What's threaded through every screen, and what's per-screen

ConcernEvery screen (same shape)Per-screen (different content)
PDOM structurepdomPlayAreaNode before pdomControlAreaNode, forced by ScreenView itselfWhich Nodes go in each, via that screen's own pdomOrder assignment
Focus on screen entryThe screen's <h1> title is focused automatically when the screen becomes visibleThe title text itself, supplied via the sim's screen name
Screen summary / Voicing toolbarSame ScreenSummaryContent mechanism, feeding both PDOM and VoicingplayAreaContent/controlAreaContent/currentDetailsContent/interactionHintContent strings, written per screen
Draggable objectsRichDragListener + PDOM + Voicing composed the same wayWhich object, and what accessibleName/voicingHintResponse describes it
ResetOne ResetAllButton per screen, under that screen's own pdomControlAreaNode orderWhich model Properties reset() touches

Testing across all screens

The checklist from Accessible Interaction Tutorial and Accessible Control Panel Example still applies per screen, plus two things that only show up with more than one screen:

  1. Tab from the Home screen into each screen separately. Each screen's own PDOM tree only exists while that screen is selected — verify the tab order restarts sensibly (title, then play area, then control area) every time you switch screens, not just on the first one you happen to test.
  2. Voicing toolbar content differs per screen. Press the Voicing toolbar's "Overview"/"Details"/"Hint" buttons on every screen, not just one — since screenSummaryContent is set per ScreenView, it's easy to wire it up thoroughly on the first screen built and forget it on the second.

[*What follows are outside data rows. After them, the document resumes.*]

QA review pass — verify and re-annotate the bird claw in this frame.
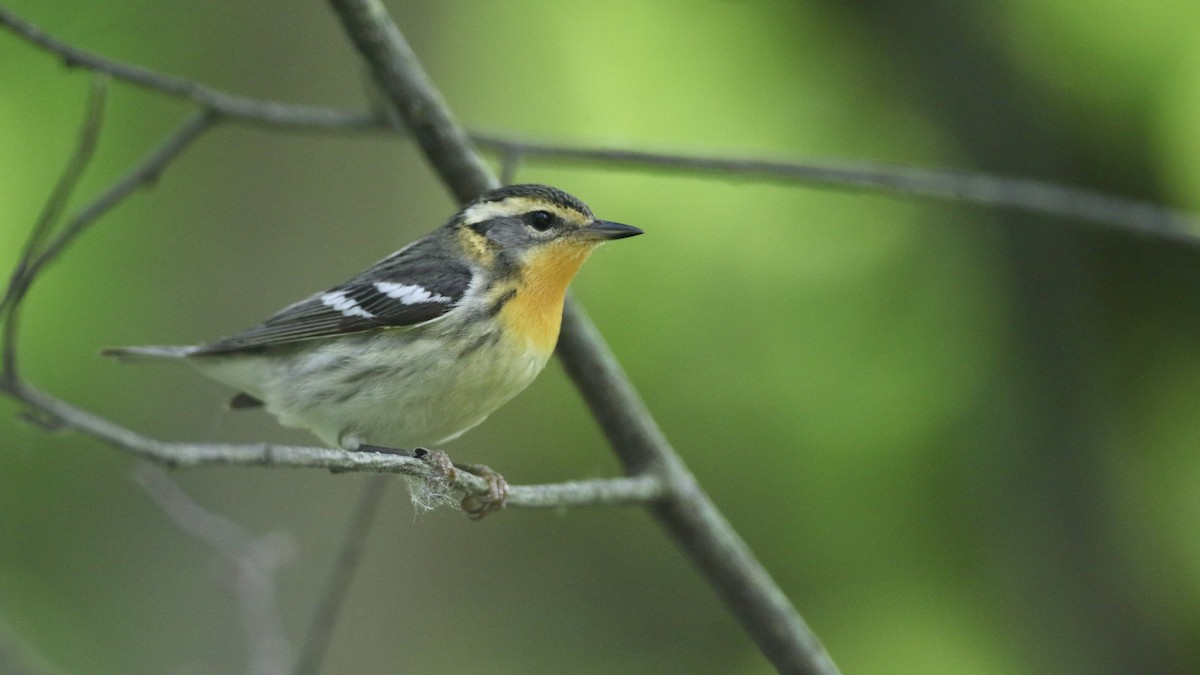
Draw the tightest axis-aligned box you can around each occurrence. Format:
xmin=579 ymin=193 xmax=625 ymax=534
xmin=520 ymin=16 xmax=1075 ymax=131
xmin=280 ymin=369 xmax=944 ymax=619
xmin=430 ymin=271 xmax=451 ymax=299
xmin=413 ymin=448 xmax=509 ymax=520
xmin=455 ymin=464 xmax=509 ymax=520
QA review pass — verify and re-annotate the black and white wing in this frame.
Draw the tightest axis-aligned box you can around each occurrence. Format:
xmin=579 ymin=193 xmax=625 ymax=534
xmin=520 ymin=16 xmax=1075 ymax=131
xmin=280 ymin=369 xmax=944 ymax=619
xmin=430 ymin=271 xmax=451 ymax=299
xmin=193 ymin=238 xmax=472 ymax=354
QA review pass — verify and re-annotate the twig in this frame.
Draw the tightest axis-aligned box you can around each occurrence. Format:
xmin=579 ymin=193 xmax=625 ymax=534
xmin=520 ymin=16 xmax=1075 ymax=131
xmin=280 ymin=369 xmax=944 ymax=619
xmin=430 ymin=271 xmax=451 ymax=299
xmin=0 ymin=74 xmax=108 ymax=380
xmin=13 ymin=110 xmax=217 ymax=303
xmin=472 ymin=132 xmax=1200 ymax=242
xmin=0 ymin=7 xmax=383 ymax=131
xmin=0 ymin=8 xmax=1200 ymax=246
xmin=0 ymin=380 xmax=662 ymax=508
xmin=133 ymin=464 xmax=292 ymax=675
xmin=0 ymin=615 xmax=66 ymax=675
xmin=330 ymin=0 xmax=836 ymax=674
xmin=293 ymin=474 xmax=389 ymax=675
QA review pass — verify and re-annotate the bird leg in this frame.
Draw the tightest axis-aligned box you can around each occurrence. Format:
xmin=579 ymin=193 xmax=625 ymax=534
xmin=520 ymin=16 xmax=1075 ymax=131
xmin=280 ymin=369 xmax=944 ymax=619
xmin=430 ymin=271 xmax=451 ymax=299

pdomOrder cannot be set on ScreenView itself

ScreenView.setPDOMOrder() throws — the real per-screen order goes on the protected pdomPlayAreaNode/pdomControlAreaNode members instead, set from within your ScreenView subclass's own constructor. This is what guarantees every screen in every sim gets the same top-level heading structure for screen readers.